The Princess Grace Foundation-USA recently announced the 2013 winners of its Princess Grace Awards and two students from the School of Film/Video are among the award winners. Thalia Fry (Film/Video BFA 14) is a Film Award recipient for the short animation film Gloria, while Nora Sweeney (Film/Video MFA 14) is a Film Honorarium recipient for the 16mm film documentary CA-126.
Gloria follows the story of Cynthia, a backup lip singer at now defunct punk venue The Mabuhay Gardens in San Francisco. After a car accident, Cynthia slowly loses her grip on reality and starts manifesting an alter-ego, the rebellious Gloria.
Fry expressed her excitement in an email:
I am so honored to receive this award. The Princess Grace Foundation will provide me with the resources to support my budding career as an independent artist, and the encouragement to explore topics that inform my creative process.

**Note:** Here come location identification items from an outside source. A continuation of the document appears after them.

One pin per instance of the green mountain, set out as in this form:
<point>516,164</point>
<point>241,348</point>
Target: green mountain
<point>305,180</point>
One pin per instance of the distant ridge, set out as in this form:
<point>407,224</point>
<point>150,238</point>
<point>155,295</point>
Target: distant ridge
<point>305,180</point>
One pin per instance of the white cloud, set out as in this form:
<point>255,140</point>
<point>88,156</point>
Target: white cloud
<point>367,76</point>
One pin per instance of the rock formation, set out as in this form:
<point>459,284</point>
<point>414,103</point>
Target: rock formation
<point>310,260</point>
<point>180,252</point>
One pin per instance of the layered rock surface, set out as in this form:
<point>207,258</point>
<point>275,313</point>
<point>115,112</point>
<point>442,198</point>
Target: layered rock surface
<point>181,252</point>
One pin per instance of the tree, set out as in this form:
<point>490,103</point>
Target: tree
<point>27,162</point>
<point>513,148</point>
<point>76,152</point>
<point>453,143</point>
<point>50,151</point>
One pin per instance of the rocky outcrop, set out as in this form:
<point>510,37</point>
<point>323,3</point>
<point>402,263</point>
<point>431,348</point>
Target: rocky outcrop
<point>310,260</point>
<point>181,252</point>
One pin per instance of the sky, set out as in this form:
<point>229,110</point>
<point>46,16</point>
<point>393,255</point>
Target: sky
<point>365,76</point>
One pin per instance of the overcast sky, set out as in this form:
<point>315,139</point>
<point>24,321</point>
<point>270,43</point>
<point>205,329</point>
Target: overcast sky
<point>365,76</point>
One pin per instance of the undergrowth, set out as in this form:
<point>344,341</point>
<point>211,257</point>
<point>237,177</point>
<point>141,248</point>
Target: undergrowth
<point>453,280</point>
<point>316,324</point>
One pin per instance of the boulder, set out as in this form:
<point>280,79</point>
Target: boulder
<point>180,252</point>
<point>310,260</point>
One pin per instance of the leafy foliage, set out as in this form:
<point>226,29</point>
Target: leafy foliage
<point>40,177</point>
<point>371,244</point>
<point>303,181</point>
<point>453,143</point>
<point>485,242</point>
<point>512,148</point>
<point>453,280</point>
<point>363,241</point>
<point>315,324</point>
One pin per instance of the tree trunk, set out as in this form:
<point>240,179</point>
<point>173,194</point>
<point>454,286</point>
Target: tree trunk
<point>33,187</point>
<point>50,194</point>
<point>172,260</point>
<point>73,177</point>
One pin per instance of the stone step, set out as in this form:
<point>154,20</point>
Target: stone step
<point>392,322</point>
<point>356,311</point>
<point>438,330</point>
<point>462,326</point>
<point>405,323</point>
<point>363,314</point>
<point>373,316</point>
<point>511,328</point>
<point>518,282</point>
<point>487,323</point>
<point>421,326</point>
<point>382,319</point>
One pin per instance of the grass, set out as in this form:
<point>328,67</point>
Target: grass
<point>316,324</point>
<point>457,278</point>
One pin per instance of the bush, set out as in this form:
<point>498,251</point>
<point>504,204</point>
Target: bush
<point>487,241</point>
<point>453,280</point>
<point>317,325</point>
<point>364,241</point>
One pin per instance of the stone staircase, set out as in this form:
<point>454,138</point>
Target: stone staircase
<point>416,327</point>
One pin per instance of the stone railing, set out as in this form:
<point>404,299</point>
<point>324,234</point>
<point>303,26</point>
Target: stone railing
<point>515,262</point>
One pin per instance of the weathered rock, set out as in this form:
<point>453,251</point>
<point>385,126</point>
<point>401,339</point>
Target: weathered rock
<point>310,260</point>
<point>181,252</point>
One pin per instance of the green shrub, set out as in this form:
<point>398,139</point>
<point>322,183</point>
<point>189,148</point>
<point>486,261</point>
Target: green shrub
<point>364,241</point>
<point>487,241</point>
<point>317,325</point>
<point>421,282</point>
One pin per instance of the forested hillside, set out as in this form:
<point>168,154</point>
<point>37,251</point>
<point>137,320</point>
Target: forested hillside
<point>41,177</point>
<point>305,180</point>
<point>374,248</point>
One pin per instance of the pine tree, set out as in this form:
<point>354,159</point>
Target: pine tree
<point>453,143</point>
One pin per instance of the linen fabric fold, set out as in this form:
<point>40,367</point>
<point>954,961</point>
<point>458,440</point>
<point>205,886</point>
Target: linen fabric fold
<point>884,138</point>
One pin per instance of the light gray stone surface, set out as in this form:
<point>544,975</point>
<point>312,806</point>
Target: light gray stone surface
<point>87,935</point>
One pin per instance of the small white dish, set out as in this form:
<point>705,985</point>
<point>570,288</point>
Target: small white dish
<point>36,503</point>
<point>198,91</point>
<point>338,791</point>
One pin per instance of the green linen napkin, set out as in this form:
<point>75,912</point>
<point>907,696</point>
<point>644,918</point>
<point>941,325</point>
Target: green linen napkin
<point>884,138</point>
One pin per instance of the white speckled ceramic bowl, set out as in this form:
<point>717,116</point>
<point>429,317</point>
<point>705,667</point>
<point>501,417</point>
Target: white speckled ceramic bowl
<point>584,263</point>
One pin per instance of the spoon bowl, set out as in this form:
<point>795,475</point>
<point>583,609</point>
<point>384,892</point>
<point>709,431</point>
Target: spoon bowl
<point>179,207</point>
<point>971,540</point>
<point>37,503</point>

With this scholarship, I will be able to study how cultural rebellion transformed my community, and visually express this documentation in the best light possible.
Above, we posted a character and concept design video clip from Gloria.
Sweeney intends to produce something between a travelogue and an essay about California history and labor in CA-126. Shot with a 16mm Bolex camera looking through a camera obscura, the film exposes the people and the landscape along CA-126, a highway that stretches from Valencia all the way to the coast in Ventura. The old highway offers a view of old-time California as yet untouched by the manic development of suburbs.
In her project statement, Sweeney shares what she hopes to accomplish in CA-126:
I will create a documentary portrait of this area on 16mm film by juxtaposing the landscape that resembles the past with the stories of people from the present. My aim is to preserve this landscape before it becomes further developed, to investigate its history, and to engage with and document the people who inhabit it.
Steve Anker, Dean of the School of Film/Video, sent us an email to convey his elation at Fry and Sweeney’s recognition:
A Princess Grace award is one of the greatest honors a student in the arts can receive, since it is given for especially ambitious projects that can only be realized with additional financial support. In addition, the Princess Grace Foundation continues to support its awardees even years after each has graduated. For this reason the award is fiercely competitive, and CalArts is proud to have had several students receive awards in recent years. The Foundation is one of the few organizations in the country that helps develop young artistic talent at precisely the time when financial support will have the greatest impact.
The Princess Grace Awards are annual grants awarded to emerging artists in theater, dance and film in the form of scholarships, apprenticeships and fellowships. Winners will receive their awards at a gala in New York City on Oct. 30.